Why not Just Use JSON?

Tony Garnock-Jones tonyg@leastfixedpoint.com
September 2018.

JSON offers syntax for numbers, strings, booleans, null, arrays and string-keyed maps. However, it suffers from two major problems. First, it offers no semantics for the syntax: it is left to each implementation to determine how to treat each JSON term. This causes interoperability and even security issues. Second, JSON’s lack of support for type tags leads to awkward and incompatible encodings of type information in terms of the fixed suite of constructors on offer.

There are other minor problems with JSON having to do with its syntax. Examples include its relative verbosity and its lack of support for binary data.

JSON syntax doesn’t mean anything

When are two JSON values the same? When are they different?

The specifications are largely silent on these questions. Different JSON implementations give different answers.

Specifically, JSON does not:

assign any meaning to numbers,¹
determine how strings are to be compared,²
determine whether object key ordering is significant,³ or
determine whether duplicate object keys are permitted, what it would mean if they were, or how to determine a duplicate in the first place.⁴

In short, JSON syntax doesn’t denote anything.⁵ ⁶

Some examples:

are the JSON values 1, 1.0, and 1e0 the same or different?
are the JSON values 1.0 and 1.0000000000000001 the same or different?
are the JSON strings "päron" (UTF-8 70c3a4726f6e) and "päron" (UTF-8 7061cc88726f6e) the same or different?
are the JSON objects {"a":1, "b":2} and {"b":2, "a":1} the same or different?
which, if any, of {"a":1, "a":2}, {"a":1} and {"a":2} are the same? Are all three legal?
are {"päron":1} and {"päron":1} the same or different?
is "\uD834" a legal string? Is "\uDD1E"? If so, is either one the same as ""?⁷

JSON can multiply nicely, but it can’t add very well

JSON includes a fixed set of types: numbers, strings, booleans, null, arrays and string-keyed maps.
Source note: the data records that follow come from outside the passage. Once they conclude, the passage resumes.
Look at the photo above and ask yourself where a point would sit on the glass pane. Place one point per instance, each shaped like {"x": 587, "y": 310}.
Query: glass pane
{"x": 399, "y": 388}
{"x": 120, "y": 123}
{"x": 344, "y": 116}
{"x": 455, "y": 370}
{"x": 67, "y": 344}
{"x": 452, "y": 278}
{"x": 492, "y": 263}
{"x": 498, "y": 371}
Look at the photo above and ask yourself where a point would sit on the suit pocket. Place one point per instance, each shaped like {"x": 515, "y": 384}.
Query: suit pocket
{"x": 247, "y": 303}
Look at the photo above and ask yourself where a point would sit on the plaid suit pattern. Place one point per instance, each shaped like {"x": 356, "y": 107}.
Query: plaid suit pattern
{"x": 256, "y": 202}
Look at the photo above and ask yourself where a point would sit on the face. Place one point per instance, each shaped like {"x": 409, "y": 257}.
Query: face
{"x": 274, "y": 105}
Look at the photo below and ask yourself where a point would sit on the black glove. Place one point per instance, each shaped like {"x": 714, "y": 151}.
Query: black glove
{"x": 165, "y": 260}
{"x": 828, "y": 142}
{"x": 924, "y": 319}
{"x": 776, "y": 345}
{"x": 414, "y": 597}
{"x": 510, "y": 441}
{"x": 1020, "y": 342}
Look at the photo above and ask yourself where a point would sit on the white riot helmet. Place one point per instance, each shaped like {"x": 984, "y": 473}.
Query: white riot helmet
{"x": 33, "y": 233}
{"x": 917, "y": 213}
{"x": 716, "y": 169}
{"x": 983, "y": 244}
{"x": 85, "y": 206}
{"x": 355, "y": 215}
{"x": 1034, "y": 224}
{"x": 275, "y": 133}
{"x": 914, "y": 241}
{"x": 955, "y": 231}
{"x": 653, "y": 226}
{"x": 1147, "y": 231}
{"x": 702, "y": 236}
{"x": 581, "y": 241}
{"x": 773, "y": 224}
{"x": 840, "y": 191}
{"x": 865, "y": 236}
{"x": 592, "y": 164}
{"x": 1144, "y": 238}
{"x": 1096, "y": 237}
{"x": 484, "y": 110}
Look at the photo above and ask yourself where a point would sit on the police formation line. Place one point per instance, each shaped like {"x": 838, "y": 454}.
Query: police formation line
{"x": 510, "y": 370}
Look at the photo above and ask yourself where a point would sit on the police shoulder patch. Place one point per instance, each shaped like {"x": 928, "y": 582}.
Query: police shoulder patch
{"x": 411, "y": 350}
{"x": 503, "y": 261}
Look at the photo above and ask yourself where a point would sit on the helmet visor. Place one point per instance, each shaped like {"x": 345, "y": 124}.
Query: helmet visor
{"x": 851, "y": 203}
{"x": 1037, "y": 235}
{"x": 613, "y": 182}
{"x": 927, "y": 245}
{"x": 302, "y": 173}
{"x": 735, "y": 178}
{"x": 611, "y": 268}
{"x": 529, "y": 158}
Domain-specific data must be encoded into these types. For example, dates and email addresses are often represented as strings with an implicit internal structure.

There is no convention for labelling a value as belonging to a particular category. Instead, JSON-encoded data are often labelled in an ad-hoc way. Multiple incompatible approaches exist. For example, a “money” structure containing a currency field and an amount may be represented in any number of ways:

{ "_type": "money", "currency": "EUR", "amount": 10 }
{ "type": "money", "value": { "currency": "EUR", "amount": 10 } }
[ "money", { "currency": "EUR", "amount": 10 } ]
{ "@money": { "currency": "EUR", "amount": 10 } }

This causes particular problems when JSON is used to represent sum or union types, such as “either a value or an error, but not both”. Again, multiple incompatible approaches exist.

For example, imagine an API for depositing money in an account. The response might be either a “success” response indicating the new balance, or one of a set of possible errors.

Sometimes, a pair of values is used, with null marking the option not taken.⁸

{ "ok": { "balance": 210 }, "error": null }
{ "ok": null, "error": "Unauthorized" }

The branch not chosen is sometimes present, sometimes omitted as if it were an optional field:

{ "ok": { "balance": 210 } }
{ "error": "Unauthorized" }

Sometimes, an array of a label and a value is used:

[ "ok", { "balance": 210 } ]
[ "error", "Unauthorized" ]

Sometimes, the shape of the data is sufficient to distinguish among the alternatives, and the label is left implicit:

{ "balance": 210 }
"Unauthorized"

JSON itself does not offer any guidance for which of these options to choose. In many real cases on the web, poor choices have led to encodings that are irrecoverably ambiguous.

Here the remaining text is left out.